В авторской остраненности проглядывает порой даже что-то безжалостное, то, чего часто лишена ностальгическая или гневная рефлексия у писателей с похожими «исходными данными» (современников и соплеменников).

Лайош Грендел — не только выдающийся прозаик, но и блестящий публицист[27]. Сборники статей и эссе «Изоляция или универсализация» (1991) и «Родина моя, Абсурдистан» (1998) считаются классикой венгерской публицистики.
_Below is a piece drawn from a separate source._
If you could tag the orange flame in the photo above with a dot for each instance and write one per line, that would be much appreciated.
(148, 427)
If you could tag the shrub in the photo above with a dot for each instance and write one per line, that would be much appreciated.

Серьезным вкладом в венгерскую словесность стали и литературоведческие работы Грендела, в особенности его «История современной венгерской литературы» (2010) — попытка создать новый литературный канон, адекватный современному читателю.

В антологии Лайош Грендел представлен как мастер короткого рассказа, ироничный автор новелл о жизни венгров в Чехословакии.

Вступление: Оксана Якименко

Будто в отпуске

Ранним утром, где-то около шести, ко мне зашёл соседский мальчик и сообщил одну-единственную новость: город заняли военные. Я сразу понял, что это значит. Мы весь июль ждали русских солдат, точнее молились, чтобы они не пришли. Затем наступил август, и все вздохнули свободно. Русские будто бы смирились, будто бы позволили Чехословакии идти своим путём. По крайней мере, все жители города, включая меня, считали, что всё в порядке… И вот, пожалуйста! За несколько часов страна была оккупирована, Чехословакия ведь государство маленькое, нескольких часов вполне хватит, чтобы ее оккупировать. Слова застряли у меня в горле. Думаю, я долго не мог ничего сказать.

Затем, без особой на то причины, мы отправились в город. Первый сюрприз ждал меня на рыночной площади. Солдаты оказались венграми, а поскольку я сам венгр, я не знал, радоваться мне или возмущённо кричать. Остальные венгры тоже не знали, как реагировать. В ста метрах отсюда, на ратуше был установлен венгерский флаг. С юга дул лёгкий ветерок, и поэтому флаг развевался. Главную площадь было видно отовсюду, можно сказать, она господствовала над городом, даже с примыкающих улиц легко было ее рассмотреть — они были спланированы так, чтобы создавалось впечатление, будто ратуша и примыкающие к ней улицы образуют единое целое. Я уже сказал, что дул ветер, он немного взъерошил волосы моего друга, но не так, чтобы совсем взлохматил их, потому что волосы у него были довольно длинные, каштановые, прям как у битлов, потому что они были нашей любимой группой. Конечно, друг мой тоже удивился, на мгновение ему показалось, будто всё это ему снится. «Не может это быть правдой», — повторял он. Было утро, но люди не собирались на работу, они толпились на улице, одна часть взволнованно обсуждала происходящее, другая — терпеливо ждала. Около полудня я встретил Боднара, хорошего приятеля, который был старше меня лет на десять. В тот момент он восторженно объяснял что-то группе из восьми или десяти человек. Мой друг уже подошёл к ним, а поскольку мне всё равно делать было нечего, я тоже присоединился к зевакам, толпившимся вокруг Боднара.